Was she regretting that long and beautiful night?
Jay watched from the perfect vantage point as she drifted into the room and assorted bigwigs and flunkies began to lavish attention on her. He watched while someone took her wrap and someone else handed her a glass of champagne. He stood as silent and as still as a statue beside the glass-fronted cases containing a king's ransom worth of jewels. His heart was beating hard and loud and steady. And then at last she turned her head and stared straight into his eyes.
Keri felt the breath catch at the back of her throat. He was wearing black jeans, which clung almost indecently to the hard, muscular shafts of his thighs, and a black roll-neck sweater. His jaw was shadowed and dark and his sage eyes were hooded.
Compared to every other man there-all resplendent in their black ties and shockingly expensive suits-he looked about as basic as could be. If she'd needed the perfect illustration of how very different their two worlds were then it was right there, but somehow she didn't care. Because he looked all man-the only man in the room who looked capable of breaking a door down and rescuing a woman. And then making love to her in a way guaranteed to ensure that she would never forget him.

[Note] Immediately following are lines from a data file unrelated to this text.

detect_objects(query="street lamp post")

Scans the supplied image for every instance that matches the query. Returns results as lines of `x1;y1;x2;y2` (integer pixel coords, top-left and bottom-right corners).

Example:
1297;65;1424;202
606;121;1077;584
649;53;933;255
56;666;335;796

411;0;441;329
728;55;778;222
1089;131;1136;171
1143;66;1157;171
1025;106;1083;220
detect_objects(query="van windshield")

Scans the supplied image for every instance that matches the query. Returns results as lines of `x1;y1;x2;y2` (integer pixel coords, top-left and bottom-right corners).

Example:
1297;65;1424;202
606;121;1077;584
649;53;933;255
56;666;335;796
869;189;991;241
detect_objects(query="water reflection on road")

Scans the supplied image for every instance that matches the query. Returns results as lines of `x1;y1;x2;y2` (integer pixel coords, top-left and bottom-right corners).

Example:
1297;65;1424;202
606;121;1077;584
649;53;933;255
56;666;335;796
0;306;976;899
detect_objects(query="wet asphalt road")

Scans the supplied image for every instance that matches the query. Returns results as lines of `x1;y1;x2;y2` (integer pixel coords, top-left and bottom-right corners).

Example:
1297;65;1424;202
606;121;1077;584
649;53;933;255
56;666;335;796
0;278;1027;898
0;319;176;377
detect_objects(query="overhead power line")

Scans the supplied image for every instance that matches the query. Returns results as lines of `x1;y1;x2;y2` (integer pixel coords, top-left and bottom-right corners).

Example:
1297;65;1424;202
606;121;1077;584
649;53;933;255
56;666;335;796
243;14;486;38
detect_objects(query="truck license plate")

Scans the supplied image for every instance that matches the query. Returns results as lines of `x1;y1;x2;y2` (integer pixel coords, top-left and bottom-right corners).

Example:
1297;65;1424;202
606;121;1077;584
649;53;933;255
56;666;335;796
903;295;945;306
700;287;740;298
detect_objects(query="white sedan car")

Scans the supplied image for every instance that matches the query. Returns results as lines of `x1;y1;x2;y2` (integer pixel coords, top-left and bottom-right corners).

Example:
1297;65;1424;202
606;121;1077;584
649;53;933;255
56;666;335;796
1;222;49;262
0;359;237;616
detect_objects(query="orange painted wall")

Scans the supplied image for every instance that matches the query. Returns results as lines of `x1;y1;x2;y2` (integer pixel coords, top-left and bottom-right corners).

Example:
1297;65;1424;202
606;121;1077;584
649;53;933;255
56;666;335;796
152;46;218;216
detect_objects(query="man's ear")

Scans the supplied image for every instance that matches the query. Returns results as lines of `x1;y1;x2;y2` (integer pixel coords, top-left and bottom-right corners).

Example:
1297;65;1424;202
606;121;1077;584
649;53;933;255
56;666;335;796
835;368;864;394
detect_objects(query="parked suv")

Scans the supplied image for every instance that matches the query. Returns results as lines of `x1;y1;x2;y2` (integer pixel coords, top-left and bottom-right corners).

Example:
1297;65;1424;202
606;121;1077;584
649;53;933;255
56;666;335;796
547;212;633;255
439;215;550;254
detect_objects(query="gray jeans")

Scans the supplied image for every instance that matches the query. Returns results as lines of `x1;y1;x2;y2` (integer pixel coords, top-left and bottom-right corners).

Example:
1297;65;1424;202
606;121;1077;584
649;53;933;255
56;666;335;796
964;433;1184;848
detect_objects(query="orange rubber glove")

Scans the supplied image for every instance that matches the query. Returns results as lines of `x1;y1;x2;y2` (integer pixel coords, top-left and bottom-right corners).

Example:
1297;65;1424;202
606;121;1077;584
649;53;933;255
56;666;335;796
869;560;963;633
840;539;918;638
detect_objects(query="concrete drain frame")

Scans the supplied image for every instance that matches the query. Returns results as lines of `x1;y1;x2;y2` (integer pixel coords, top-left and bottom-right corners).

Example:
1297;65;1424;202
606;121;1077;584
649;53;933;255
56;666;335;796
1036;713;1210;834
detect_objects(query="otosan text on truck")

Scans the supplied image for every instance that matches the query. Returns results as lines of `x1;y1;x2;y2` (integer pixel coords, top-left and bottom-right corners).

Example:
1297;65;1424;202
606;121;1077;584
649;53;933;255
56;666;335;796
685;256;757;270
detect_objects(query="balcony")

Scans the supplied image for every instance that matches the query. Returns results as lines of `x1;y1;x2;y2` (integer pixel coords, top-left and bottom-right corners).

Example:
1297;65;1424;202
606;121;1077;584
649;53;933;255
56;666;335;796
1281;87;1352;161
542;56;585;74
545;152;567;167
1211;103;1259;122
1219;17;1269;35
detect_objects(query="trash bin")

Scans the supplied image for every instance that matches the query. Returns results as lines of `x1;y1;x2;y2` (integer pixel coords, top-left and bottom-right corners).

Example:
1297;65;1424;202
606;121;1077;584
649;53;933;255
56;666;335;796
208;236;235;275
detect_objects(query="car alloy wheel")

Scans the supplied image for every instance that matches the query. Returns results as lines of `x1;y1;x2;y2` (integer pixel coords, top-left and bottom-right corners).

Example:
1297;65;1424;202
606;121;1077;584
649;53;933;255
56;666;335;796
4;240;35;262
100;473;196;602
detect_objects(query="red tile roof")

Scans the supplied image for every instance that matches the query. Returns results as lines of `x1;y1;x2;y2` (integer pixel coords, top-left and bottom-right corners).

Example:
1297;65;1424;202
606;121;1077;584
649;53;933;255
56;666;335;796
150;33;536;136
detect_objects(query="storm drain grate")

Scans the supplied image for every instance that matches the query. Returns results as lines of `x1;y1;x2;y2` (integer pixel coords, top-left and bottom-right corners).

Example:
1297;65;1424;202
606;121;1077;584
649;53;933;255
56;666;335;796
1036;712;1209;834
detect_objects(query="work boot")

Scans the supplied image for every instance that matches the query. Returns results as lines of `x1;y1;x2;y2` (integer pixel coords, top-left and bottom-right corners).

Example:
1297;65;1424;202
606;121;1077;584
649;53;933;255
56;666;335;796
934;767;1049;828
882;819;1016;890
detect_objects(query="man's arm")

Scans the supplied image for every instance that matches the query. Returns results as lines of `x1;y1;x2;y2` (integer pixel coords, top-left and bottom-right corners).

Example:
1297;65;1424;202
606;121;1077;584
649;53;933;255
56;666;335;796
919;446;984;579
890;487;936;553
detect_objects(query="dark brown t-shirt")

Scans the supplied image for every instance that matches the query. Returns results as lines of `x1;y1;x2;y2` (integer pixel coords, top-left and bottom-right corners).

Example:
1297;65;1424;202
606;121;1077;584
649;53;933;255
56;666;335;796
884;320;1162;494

She did her best not to react, not outwardly in any case, but inside her heart was hammering away so violently at her ribcage that she was certain it would be seen through the slippery silk-satin of her gown.
He was looking right at her. The dress she wore was normal for this kind of function, and it moulded itself to her body as if it had been sprayed on. She wore no bra, just two strategically placed pieces of tape which made her small breasts seem to defy gravity, yet she was no more revealingly clothed than any other woman in the room.
So how come she felt completely naked under Jay's scrutiny?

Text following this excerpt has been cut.